Do you have any unfulfilled plans? Not from the discharge to wash the window. And from the old, seemingly very desirable, but still unfulfilled? I have.
All my life I dreamed of learning many languages. At least English, German, French and Italian. But I still speak normally only in Russian. And I have many such dreams. Among them, the last 1.5 years is losing weight.
At school and the institute, I myself did not particularly like the look. But never wondered why. Then she got married and in the first six months of marriage, recovered by 6 kg. I became 70. I realized that I finally like myself! For the first time in my life I really liked the reflection in the mirror.

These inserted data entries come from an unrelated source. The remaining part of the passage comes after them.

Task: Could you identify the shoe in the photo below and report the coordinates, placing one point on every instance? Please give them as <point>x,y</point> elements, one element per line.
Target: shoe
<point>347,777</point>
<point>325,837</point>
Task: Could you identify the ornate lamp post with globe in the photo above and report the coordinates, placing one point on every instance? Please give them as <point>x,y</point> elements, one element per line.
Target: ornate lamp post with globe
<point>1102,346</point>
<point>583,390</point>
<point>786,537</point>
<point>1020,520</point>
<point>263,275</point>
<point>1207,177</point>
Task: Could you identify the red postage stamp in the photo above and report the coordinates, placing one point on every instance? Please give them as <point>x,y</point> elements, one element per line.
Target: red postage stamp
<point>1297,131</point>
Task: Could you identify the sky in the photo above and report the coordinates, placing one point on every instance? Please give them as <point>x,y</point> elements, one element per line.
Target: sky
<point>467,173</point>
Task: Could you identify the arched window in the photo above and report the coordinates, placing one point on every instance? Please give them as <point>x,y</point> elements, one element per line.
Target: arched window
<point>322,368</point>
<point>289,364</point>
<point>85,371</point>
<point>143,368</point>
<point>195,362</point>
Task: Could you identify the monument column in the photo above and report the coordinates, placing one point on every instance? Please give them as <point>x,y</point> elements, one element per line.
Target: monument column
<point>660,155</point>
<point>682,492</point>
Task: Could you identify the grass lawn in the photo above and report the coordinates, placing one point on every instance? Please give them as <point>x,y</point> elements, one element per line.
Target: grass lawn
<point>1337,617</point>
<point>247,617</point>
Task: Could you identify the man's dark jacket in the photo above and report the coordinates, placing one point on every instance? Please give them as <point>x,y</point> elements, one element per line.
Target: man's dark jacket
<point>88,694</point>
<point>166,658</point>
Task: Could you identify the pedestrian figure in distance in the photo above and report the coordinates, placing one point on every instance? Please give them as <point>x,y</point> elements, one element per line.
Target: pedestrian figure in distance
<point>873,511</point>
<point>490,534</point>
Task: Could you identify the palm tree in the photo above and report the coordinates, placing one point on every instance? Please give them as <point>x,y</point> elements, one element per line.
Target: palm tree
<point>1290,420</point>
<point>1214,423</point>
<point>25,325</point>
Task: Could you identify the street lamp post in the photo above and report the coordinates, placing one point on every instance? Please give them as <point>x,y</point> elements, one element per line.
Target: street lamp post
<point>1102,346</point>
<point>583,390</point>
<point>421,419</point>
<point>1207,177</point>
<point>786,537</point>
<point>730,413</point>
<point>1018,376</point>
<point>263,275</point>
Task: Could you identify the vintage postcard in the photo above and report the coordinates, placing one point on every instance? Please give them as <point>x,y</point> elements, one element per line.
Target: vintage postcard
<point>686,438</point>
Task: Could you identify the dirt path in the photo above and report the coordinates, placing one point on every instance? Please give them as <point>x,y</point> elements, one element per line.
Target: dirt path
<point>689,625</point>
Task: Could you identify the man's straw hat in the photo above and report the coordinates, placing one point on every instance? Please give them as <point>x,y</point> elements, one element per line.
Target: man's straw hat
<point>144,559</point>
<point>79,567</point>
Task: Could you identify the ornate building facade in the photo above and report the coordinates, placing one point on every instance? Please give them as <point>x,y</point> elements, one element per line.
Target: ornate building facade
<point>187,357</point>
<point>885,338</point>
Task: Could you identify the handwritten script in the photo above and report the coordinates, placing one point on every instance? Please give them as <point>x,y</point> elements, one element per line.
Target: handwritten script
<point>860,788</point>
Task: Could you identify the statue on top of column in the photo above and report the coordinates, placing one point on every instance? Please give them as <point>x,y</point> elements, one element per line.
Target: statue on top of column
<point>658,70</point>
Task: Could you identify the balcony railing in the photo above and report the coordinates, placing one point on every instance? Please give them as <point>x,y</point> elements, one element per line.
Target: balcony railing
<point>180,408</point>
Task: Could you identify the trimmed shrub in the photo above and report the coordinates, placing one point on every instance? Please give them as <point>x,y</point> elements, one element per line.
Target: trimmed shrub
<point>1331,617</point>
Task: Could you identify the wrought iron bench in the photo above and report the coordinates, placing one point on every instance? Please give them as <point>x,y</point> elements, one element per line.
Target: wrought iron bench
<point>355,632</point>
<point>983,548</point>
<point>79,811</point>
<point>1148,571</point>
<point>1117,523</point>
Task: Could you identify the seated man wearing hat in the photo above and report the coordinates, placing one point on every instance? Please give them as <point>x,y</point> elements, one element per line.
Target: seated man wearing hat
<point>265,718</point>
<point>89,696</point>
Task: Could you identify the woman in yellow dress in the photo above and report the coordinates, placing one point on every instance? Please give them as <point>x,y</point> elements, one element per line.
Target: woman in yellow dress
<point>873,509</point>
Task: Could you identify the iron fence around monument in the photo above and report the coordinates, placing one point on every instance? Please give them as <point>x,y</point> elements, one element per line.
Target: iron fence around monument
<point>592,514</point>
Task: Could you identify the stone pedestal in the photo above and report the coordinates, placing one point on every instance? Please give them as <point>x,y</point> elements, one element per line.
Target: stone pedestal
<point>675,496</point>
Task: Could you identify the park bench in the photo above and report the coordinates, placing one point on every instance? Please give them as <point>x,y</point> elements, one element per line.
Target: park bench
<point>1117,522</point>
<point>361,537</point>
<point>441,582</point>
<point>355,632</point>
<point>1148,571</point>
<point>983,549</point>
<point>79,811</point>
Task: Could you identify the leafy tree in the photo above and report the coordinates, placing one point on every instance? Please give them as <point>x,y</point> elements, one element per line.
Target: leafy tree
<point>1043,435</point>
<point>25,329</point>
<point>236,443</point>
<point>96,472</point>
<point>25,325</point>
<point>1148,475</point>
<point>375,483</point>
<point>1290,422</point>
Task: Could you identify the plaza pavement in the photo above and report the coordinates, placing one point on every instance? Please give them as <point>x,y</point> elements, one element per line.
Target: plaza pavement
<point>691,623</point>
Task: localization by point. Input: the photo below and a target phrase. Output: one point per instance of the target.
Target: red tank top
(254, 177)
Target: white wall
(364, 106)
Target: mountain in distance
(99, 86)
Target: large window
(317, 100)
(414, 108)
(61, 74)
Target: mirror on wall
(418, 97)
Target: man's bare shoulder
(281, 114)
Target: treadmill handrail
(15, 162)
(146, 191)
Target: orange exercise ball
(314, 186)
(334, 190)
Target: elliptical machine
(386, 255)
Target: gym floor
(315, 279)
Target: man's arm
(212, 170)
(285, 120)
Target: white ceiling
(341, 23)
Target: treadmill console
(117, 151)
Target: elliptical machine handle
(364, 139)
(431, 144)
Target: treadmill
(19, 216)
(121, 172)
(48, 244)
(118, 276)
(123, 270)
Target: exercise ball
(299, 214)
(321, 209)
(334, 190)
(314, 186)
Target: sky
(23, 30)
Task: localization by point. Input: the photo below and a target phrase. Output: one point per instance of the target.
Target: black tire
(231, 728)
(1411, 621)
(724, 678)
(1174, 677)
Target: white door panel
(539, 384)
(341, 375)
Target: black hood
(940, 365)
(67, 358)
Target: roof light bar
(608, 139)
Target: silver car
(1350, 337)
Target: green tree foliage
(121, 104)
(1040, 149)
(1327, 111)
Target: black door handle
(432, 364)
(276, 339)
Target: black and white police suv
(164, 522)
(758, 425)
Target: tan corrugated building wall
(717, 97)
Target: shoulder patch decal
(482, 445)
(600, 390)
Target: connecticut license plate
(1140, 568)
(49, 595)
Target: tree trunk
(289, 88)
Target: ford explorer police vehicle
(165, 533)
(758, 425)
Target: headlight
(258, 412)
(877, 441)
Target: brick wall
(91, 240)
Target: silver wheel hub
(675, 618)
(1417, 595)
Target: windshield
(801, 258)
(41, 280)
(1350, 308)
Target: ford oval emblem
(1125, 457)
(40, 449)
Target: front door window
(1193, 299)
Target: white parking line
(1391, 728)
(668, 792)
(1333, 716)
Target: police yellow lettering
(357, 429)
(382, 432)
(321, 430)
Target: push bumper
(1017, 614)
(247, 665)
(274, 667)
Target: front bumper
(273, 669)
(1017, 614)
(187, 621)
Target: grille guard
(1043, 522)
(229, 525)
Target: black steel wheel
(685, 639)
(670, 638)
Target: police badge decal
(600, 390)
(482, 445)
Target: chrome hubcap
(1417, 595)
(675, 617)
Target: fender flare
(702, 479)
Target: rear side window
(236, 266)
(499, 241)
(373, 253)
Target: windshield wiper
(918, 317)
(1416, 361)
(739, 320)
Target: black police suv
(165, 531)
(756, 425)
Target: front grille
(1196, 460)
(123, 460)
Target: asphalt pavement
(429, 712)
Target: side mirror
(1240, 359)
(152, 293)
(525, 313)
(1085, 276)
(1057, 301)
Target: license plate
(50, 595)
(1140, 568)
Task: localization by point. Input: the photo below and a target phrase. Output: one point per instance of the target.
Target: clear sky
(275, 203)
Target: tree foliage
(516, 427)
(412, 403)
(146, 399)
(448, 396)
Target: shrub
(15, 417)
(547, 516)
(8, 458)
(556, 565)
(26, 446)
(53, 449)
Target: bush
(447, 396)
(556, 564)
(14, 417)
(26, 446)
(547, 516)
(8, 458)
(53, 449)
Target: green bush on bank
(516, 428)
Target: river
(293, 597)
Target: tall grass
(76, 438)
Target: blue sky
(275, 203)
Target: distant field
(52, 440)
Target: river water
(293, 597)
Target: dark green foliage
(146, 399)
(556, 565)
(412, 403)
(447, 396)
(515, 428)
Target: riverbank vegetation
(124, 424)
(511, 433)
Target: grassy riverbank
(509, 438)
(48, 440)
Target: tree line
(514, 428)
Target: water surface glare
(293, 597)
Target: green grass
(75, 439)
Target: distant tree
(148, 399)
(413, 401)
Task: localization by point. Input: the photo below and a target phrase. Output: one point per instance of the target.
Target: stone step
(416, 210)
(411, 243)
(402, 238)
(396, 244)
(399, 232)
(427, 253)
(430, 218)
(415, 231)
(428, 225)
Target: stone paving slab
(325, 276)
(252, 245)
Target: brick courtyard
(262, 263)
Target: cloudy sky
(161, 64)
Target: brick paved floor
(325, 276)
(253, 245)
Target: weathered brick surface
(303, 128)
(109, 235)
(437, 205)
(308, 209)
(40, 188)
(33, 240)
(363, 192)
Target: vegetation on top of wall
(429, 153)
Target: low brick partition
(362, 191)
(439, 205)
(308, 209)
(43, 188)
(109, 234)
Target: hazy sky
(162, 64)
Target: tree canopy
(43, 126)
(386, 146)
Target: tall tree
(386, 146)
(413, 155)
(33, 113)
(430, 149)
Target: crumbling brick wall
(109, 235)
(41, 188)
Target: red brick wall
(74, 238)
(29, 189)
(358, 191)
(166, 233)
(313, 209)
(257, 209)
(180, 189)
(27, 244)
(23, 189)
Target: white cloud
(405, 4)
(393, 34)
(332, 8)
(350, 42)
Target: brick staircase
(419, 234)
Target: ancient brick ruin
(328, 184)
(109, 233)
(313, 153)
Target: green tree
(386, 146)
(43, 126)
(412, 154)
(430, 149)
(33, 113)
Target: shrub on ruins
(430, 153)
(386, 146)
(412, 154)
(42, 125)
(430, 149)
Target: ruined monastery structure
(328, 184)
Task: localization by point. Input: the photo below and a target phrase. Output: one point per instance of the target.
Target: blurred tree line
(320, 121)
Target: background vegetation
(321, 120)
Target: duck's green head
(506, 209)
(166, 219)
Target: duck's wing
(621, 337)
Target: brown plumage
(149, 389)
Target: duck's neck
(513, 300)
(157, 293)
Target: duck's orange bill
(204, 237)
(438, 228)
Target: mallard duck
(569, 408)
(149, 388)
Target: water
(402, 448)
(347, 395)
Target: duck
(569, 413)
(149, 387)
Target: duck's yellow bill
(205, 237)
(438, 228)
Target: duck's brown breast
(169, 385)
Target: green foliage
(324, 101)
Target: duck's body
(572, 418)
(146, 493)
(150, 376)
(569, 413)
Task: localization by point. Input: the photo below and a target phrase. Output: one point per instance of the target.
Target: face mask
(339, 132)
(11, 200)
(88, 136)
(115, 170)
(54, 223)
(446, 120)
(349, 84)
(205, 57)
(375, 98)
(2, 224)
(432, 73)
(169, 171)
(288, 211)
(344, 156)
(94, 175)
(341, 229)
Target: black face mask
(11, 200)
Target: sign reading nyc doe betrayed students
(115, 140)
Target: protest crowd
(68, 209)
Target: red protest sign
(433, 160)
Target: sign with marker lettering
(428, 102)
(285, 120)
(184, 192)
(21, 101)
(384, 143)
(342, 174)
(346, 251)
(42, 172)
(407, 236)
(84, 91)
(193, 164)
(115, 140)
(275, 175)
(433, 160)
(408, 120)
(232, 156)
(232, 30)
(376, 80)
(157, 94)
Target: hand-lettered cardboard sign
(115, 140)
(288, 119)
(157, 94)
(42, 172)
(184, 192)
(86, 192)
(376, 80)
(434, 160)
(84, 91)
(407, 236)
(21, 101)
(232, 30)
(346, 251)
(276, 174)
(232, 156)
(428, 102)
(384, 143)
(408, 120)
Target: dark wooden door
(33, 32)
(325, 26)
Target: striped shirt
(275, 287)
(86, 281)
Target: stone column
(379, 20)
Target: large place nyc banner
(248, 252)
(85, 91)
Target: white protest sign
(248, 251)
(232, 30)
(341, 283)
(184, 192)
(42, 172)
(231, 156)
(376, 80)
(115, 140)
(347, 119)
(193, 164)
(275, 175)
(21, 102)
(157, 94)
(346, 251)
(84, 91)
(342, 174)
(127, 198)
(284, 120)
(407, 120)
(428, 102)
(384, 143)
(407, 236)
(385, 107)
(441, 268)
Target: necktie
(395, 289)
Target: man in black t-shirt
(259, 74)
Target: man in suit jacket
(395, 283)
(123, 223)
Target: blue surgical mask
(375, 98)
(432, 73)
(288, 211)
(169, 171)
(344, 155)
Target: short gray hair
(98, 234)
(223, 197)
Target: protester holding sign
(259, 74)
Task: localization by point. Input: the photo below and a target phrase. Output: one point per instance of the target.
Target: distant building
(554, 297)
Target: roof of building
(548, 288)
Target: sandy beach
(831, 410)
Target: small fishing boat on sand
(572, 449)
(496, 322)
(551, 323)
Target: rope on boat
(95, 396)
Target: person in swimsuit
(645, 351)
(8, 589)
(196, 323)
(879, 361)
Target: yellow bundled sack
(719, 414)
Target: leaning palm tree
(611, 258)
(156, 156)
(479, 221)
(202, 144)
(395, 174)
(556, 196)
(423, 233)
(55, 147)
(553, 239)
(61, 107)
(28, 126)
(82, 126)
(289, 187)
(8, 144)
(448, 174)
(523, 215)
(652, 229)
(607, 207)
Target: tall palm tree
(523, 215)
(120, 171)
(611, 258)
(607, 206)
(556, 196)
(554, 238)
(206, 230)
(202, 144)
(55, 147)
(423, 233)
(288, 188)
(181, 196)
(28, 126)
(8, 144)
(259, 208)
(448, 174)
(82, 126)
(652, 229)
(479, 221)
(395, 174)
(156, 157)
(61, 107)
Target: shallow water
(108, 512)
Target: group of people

But in the subsequent years of my marriage, I continued my growth. Not 1 kg per month, but still. Recently, the weight fluctuated at around 81-82 kg. But when, after the eight March holidays, I got on the scales, it was 84. Then I decided it was time. It’s time to lose weight.
Why is the solution protracted?
I realized that before marriage, I didn’t really like it because of my thinness. Actually, I feel like a techie. But opposites are constantly fighting in me. I believe that the technical mindset and femininity are almost incompatible. At the same time, I always wanted to be the embodiment of Femininity with a capital G. And the thinness did not fit here in any way.
In general, because of this, it was hard for me to decide on losing weight. I just missed the moment when the weight crossed the border, where I was 100% satisfied with myself. I remember when it was. I came to the conclusion that it was at the time of 70-75 kg. For general information: my height is 173 cm.
You ask why pulled? There is a reason. I consider that quite respectful. At 84 kg, no one risks calling me full. Rather fat or a girl with forms. I was lucky with the figure. Thank you for parents. No broad shoulders, no narrow hips, no crooked legs, no small neck. All the way through.
Due to the good addition, my weight does not seem big. But recently I thought: why am I hiding my beautiful figure behind a layer of fat? That would throw him off! Others dream of such proportions, and I hide them. Almost voluntarily.
I do not want to succumb to the general hysteria of weight loss. Recently read an interview with singer Jasmine. All day she only thinks about how many push-ups she did and how many she has to, how many calories she ate, how many for a massage and whether she will have time before the yoga instructor comes to the house.
So you can go crazy. Anyway, I have better things to do. And I do not want to reduce my whole life and daily regimen only to thoughts of what else to do to lose weight. This is not the purpose of my life.
I want to go to the right life rhythm. To do this, first debugged the regime of the day, as recently wrote. Now I try to eat right.
I believe that one universal method of losing weight does not exist. It is necessary to select for themselves. Under the possibilities, desires, forces. I plan to share my thoughts on this in the next article.
I want to believe that all efforts are not in vain and the result will be!